In Chapter 1 we briefly introduced an information channel as a model of a communication link or a related system where the input is a message and the output is an imperfect reproduction of it. In particular we also use this concept as a model of a storage system where input and output are separated in time rather than in space. In our presentation we do not refer to the underlying physical medium or discuss whether it is fundamentally continuous or quantized. The process of transmitting and receiving (writing and reading) is assumed to use finite alphabets, which may well be different, and it is understood that these alphabets represent a digital implementation of processes that make efficient use of the physical medium under the current technological and economic constraints. In this chapter we introduce the fundamentally important concept of channel capacity. It is defined in a straightforward way as the maximum of mutual information; however, the significance becomes clear only as we show how this is actually the amount of information that can be reliably transmitted through the channel. Reliable communication at rates approaching capacity requires the use of coding. For this reason we have chosen to present the basic concepts of channel coding in the same chapter and to emphasize the relation between codes and the information-theoretic quantities. In reality the codes that are used are matched to a few special channels, and other real channels are converted to or approximated by one of these types.
Typical data sources have complex structure, or we say that they exhibit memory. In this chapter we study some of the basic tools for describing sources with memory, and we extend the concept of entropy from the memoryless case discussed in Chapter 1.

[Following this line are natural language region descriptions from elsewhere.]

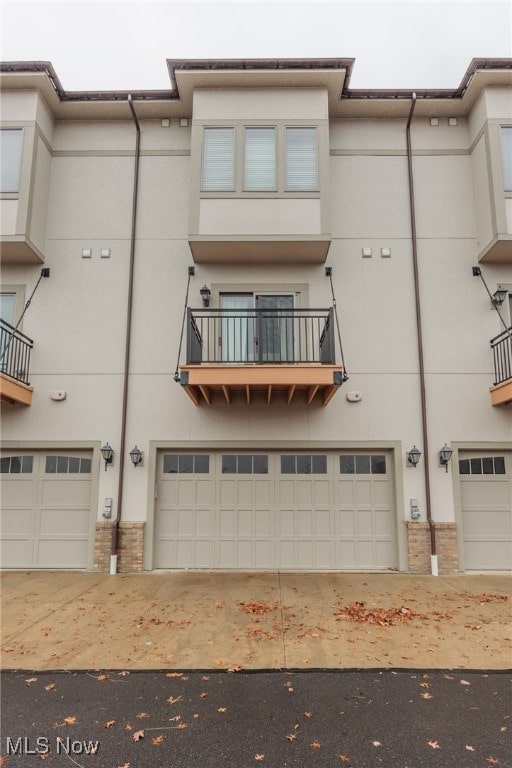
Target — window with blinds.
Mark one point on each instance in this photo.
(218, 159)
(301, 159)
(260, 159)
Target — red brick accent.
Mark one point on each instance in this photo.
(130, 547)
(418, 539)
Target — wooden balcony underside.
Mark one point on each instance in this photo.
(501, 394)
(14, 392)
(206, 384)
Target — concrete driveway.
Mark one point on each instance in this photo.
(203, 620)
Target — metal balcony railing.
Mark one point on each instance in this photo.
(15, 349)
(501, 347)
(264, 336)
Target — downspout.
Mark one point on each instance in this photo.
(419, 332)
(122, 442)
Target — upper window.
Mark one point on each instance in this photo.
(260, 159)
(218, 159)
(10, 154)
(506, 147)
(301, 159)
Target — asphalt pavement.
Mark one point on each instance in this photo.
(280, 719)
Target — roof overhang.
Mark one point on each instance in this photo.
(186, 75)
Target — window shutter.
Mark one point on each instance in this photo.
(218, 159)
(260, 159)
(301, 159)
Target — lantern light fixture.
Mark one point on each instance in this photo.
(445, 455)
(413, 456)
(205, 295)
(136, 456)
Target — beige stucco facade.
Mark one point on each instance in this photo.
(73, 213)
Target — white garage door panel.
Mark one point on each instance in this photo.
(46, 510)
(275, 511)
(486, 500)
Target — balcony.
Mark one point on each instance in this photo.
(15, 349)
(501, 345)
(261, 355)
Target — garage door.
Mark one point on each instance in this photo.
(46, 510)
(271, 510)
(486, 493)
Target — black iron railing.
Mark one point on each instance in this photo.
(265, 336)
(15, 349)
(501, 347)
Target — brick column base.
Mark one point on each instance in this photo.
(130, 547)
(418, 540)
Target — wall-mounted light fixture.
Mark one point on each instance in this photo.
(445, 455)
(499, 296)
(107, 453)
(205, 295)
(413, 456)
(136, 456)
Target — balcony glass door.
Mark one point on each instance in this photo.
(262, 336)
(237, 330)
(275, 328)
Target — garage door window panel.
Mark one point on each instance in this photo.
(67, 465)
(16, 465)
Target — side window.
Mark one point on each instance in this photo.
(10, 159)
(506, 148)
(301, 159)
(218, 172)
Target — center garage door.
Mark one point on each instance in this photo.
(46, 510)
(486, 500)
(275, 510)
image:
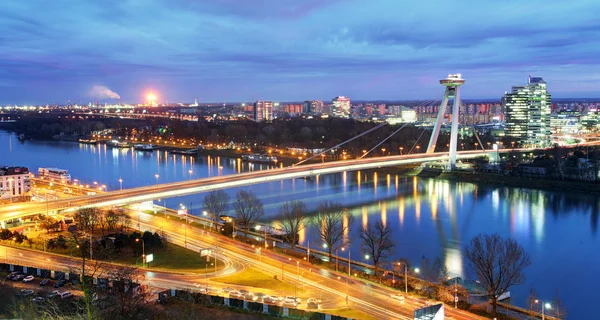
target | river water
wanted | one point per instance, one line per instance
(429, 217)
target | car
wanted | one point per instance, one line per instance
(27, 292)
(213, 290)
(53, 294)
(399, 297)
(290, 301)
(244, 291)
(312, 303)
(271, 299)
(60, 283)
(259, 296)
(12, 275)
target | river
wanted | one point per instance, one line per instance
(429, 217)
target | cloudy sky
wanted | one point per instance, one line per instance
(240, 50)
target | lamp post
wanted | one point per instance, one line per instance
(143, 252)
(185, 235)
(349, 265)
(339, 278)
(405, 275)
(71, 254)
(10, 183)
(544, 306)
(297, 278)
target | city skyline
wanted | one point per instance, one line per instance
(285, 51)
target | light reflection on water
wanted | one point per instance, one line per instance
(429, 217)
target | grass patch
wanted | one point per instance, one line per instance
(253, 278)
(176, 258)
(350, 313)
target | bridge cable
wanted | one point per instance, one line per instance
(419, 138)
(473, 127)
(342, 143)
(384, 140)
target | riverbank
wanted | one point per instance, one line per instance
(521, 182)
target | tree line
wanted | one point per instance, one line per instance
(498, 263)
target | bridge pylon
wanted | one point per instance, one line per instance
(452, 84)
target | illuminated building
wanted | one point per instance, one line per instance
(341, 106)
(528, 111)
(293, 108)
(14, 182)
(263, 111)
(565, 122)
(314, 106)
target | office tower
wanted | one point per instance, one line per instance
(312, 106)
(14, 182)
(263, 111)
(341, 106)
(528, 111)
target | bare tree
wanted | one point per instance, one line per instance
(330, 225)
(89, 269)
(377, 242)
(248, 208)
(498, 263)
(216, 202)
(127, 300)
(87, 219)
(292, 217)
(47, 223)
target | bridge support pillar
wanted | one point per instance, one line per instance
(454, 131)
(438, 124)
(452, 84)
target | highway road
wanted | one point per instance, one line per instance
(175, 189)
(365, 296)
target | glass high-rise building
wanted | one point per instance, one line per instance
(341, 106)
(263, 111)
(527, 112)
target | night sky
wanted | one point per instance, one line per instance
(292, 50)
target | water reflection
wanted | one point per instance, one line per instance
(429, 217)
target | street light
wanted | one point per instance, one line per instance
(405, 275)
(346, 291)
(544, 306)
(349, 266)
(297, 278)
(71, 254)
(143, 251)
(185, 235)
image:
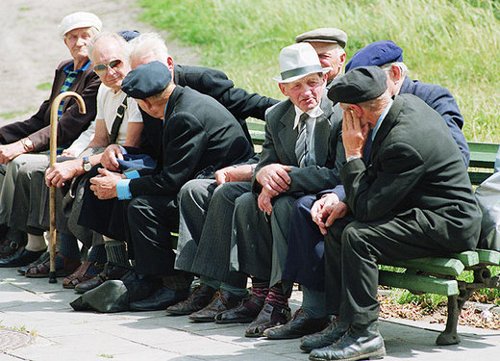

Initially we describe the sources in terms of vectors or patterns that occur. Since the number of messages possible under a set of constraints is often much smaller than the total number of symbol combinations, the amount of information is significantly reduced. This point of view is reflected in the notion of combinatorial entropy. In addition to the structural constraints the sources can be characterized by probability distributions, and the probabilistic definition of entropy is extended to sources with memory.
We are particularly interested in models of two-dimensional (2-D) data, and some of the methods commonly used for one-dimensional (1-D) sources can be generalized to this case. However, the analysis of 2-D fields is in general much more complex. Information theory is relevant for understanding the possibilities and limitations of many aspects of 2-D media, but many problems are either intractable or even not computable.
Finite-state sources
The source memory is described by distinguishing several states that summarize the influence of the past. We consider only the cases in which a finite number of states is sufficient.